There are so many things. One of the hardest things, and I’m not speaking from an owner’s standpoint, is hiring the right people. If you have good people, they’re going to look after you. If you take care of them, they’re going to take care of you.
Owners will probably tell you that making enough money and profit is one of the hardest things.
Also, it’s the competition. Today it’s very social media-driven and it’s becoming more important than ever to develop your online presence to separate yourself from the pack.
How will having happy bartenders make your establishment more profitable?
If you’re not taking care of people and providing opportunities to grow within your organization, people are going to go somewhere else where they can get that.
I also think that equality behind the bar is extremely important; holding people accountable and making sure that the expectation is the same for everyone. It doesn't matter if you’re male, female, if you’ve been doing this for five years or one. Everyone is held to the same standard behind that bar.

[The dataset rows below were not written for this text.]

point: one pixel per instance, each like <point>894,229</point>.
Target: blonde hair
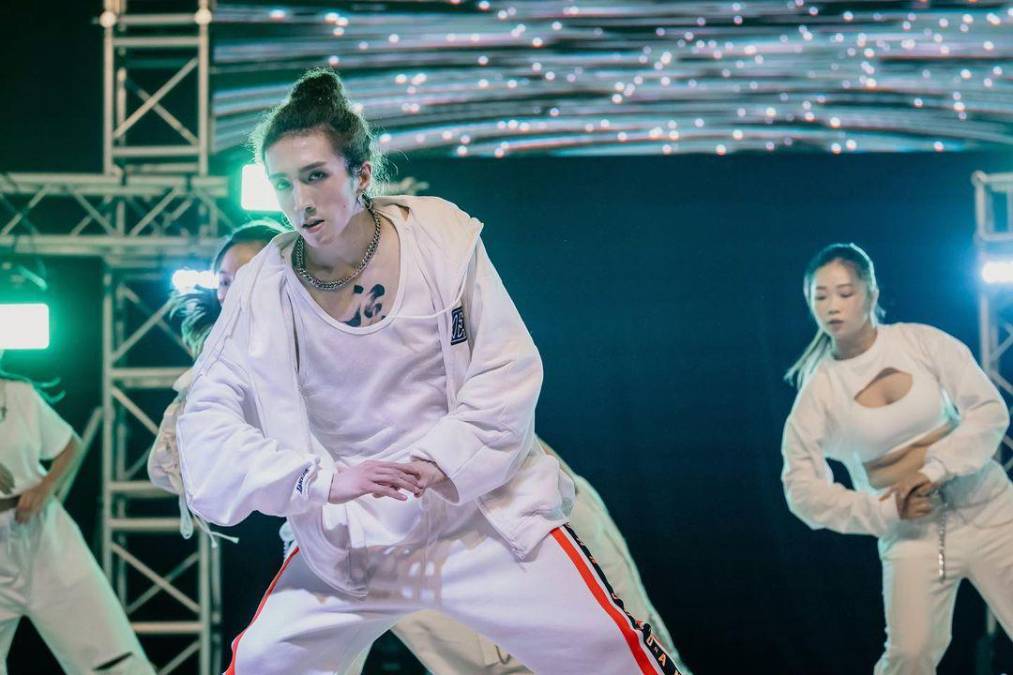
<point>860,263</point>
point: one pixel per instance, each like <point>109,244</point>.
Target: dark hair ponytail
<point>200,308</point>
<point>317,102</point>
<point>860,263</point>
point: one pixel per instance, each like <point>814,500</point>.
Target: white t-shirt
<point>372,392</point>
<point>29,432</point>
<point>826,422</point>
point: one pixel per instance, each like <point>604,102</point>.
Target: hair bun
<point>318,85</point>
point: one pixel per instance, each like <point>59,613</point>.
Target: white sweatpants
<point>553,611</point>
<point>920,606</point>
<point>48,574</point>
<point>445,646</point>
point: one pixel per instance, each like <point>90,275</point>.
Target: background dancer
<point>47,572</point>
<point>916,422</point>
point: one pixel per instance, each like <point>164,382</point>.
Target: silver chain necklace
<point>299,256</point>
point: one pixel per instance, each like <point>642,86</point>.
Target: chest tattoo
<point>368,306</point>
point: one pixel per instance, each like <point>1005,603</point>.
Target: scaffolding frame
<point>994,238</point>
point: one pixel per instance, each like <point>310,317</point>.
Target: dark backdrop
<point>665,295</point>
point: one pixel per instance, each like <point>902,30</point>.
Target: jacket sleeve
<point>229,467</point>
<point>163,458</point>
<point>984,414</point>
<point>808,483</point>
<point>487,433</point>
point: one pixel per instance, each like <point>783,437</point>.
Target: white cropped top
<point>827,422</point>
<point>870,433</point>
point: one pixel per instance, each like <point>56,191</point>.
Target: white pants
<point>48,574</point>
<point>919,605</point>
<point>553,611</point>
<point>445,646</point>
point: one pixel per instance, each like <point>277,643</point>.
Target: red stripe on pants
<point>235,643</point>
<point>631,636</point>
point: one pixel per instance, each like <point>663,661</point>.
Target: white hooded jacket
<point>244,435</point>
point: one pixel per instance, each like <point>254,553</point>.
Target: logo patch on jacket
<point>299,483</point>
<point>459,332</point>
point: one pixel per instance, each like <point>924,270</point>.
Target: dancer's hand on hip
<point>429,472</point>
<point>914,496</point>
<point>31,502</point>
<point>6,480</point>
<point>374,477</point>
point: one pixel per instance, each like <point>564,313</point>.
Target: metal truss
<point>140,226</point>
<point>129,220</point>
<point>147,57</point>
<point>142,550</point>
<point>994,238</point>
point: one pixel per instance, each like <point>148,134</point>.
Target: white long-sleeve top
<point>244,437</point>
<point>827,422</point>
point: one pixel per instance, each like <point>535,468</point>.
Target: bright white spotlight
<point>998,272</point>
<point>185,281</point>
<point>24,326</point>
<point>257,193</point>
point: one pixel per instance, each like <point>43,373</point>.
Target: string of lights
<point>610,77</point>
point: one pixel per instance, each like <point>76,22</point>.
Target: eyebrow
<point>301,169</point>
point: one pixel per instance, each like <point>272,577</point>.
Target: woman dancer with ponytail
<point>906,408</point>
<point>372,353</point>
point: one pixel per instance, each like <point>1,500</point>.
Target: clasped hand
<point>913,495</point>
<point>382,478</point>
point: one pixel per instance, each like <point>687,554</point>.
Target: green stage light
<point>257,193</point>
<point>24,325</point>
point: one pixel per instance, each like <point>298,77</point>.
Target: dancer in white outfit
<point>917,424</point>
<point>370,379</point>
<point>47,572</point>
<point>441,644</point>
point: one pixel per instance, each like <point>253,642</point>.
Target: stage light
<point>257,193</point>
<point>24,316</point>
<point>24,325</point>
<point>185,281</point>
<point>998,272</point>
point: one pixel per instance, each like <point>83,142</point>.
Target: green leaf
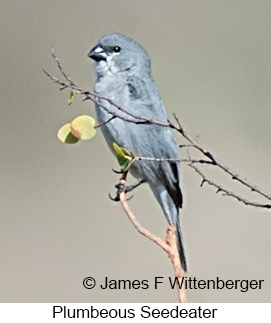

A friend of ours who owns multiple places and is part of our team, he has a system in place where they put money aside every month for the year and they go on a trip. It’s an educational trip that they take the whole team on. They have a different bar come to do a pop-up so their employees can get away. Everyone looks forward to that every year to a new location. That’s just one of those things that makes you want to be somewhere.
What would your ideal setup look like?
For me, the ideal bar would be completely organized and super, super sanitary. I’m one of those neat freaks that has everything really clean and organized. It would be ergonomically correct, and it would have all the bells and whistles for sure.
Why did you decide to partner with Krowne?
I think that their approach to designing and building a bar is absolutely first class.
Their BarFlex 3D concept, to be able to know exactly what you’re walking into without spending a dime, to make sure it’s done the right way, I think that really shows that they care about the end result more than anything.
Before they build anything, you can feel it, walk it, and make sure everything’s in the right place for the type of establishment that you’re building. Whether that’s super high volume, cocktail-driven, just a beer/wine bar, or whatever the case may be. Nobody else is doing that. I’m excited to help build on what they’ve created there.
I also got to tour the Krowne facility, talk to the team members, understand how they do things and the quality control that’s in place. It was quite impressive to say the least.
What do you look for in terms of the bartender efficiency specialists at your company, Twelve24?
We work with bartenders all over the country. We look at their working relationships, how they treat other people, and their thought processes.
We want people that bring a different perspective, people that don’t cut corners, and people that want to help push our industry forward. We’re all about positive changes for our industry; making better equipment, better gear, and better bar designs for the people behind those bars.